En 1979, on opère le chanteur d'une tumeur sur la colonne vertébrale, et il entame la même année une prolifique collaboration avec Gilbert Bécaud (leur composition commune, « Love on the Rocks », sera un nouveau hit).



En 1980, les débuts du chanteur à l'écran (avec le rôle principal dans le film The Jazz Singer) sont couronnés du titre de pire acteur de l'année (et pourtant, le garçon a pris de longs mois durant des leçons de diction, mais sa timidité le paralyse).

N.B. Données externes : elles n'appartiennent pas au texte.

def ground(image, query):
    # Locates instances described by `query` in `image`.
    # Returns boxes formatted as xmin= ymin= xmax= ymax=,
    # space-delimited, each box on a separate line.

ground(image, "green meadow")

En 1982, Diamond compose « Heartlight » (vivement inspiré d'E.T. L'extraterrestre de Spielberg), en compagnie de son mythique collègue Burt Bacharach. L'année suivante, le groupe britannique UB40 connaît un énorme succès grâce à un arrangement reggae de la composition de Diamond « Red Red Wine ». En 1987, c'est lui qui interprète l'hymne national américain lors de la finale du Super Bowl (championnat de football).

Durant les années 1980-1990, s'il poursuit une intense activité de showman, participe à de nombreuses opérations caritatives, et n'oublie pas le chemin des studios (six albums et deux enregistrements consacrés à des chants de Noël en une décennie), Neil Diamond ne connaît plus les tubes de ses débuts. Son souvenir reste pourtant vif dans le coeur de ses fans, grâce à Urge Overkill qui enregistre en 1994, une version de « Girl, You'll Be A Woman Soon » pour le compte du film Pulp Fiction de Quentin Tarantino. En 1995, Neil Diamond met un terme à son deuxième mariage. Depuis 1996, il entretient une relation avec une Australienne, Rachel Farley.

En 2000, Johnny Cash distille dans l'un des ses ultimes enregistrements une version de « Solitary Man ». En novembre 2005, l'album 12 Songs, produit par Rick Rubin (responsable des derniers albums de Johnny Cash), et partiellement enregistré en compagnie de Brian Wilson, est salué par les critiques.

Le 6 mai 2008, l'album Home Before Dark, de nouveau produit par Rick Rubin, se classe simultanément en tête des charts américains (une première pour lui) et britanniques : à soixante-sept ans, le chanteur est le plus vieil interprète à tutoyer les sommets des classements. Constitué de reprises en 2010, l'album Dreams rencontre un succès moindre bien que significatif. En octobre 2014 sort son trente-deuxième album Melody Road produit par Don Was et Jacknife Lee. En 2018 paraît le troisième volume de la série Hot August Night, suite d'enregistrements réalisés en public.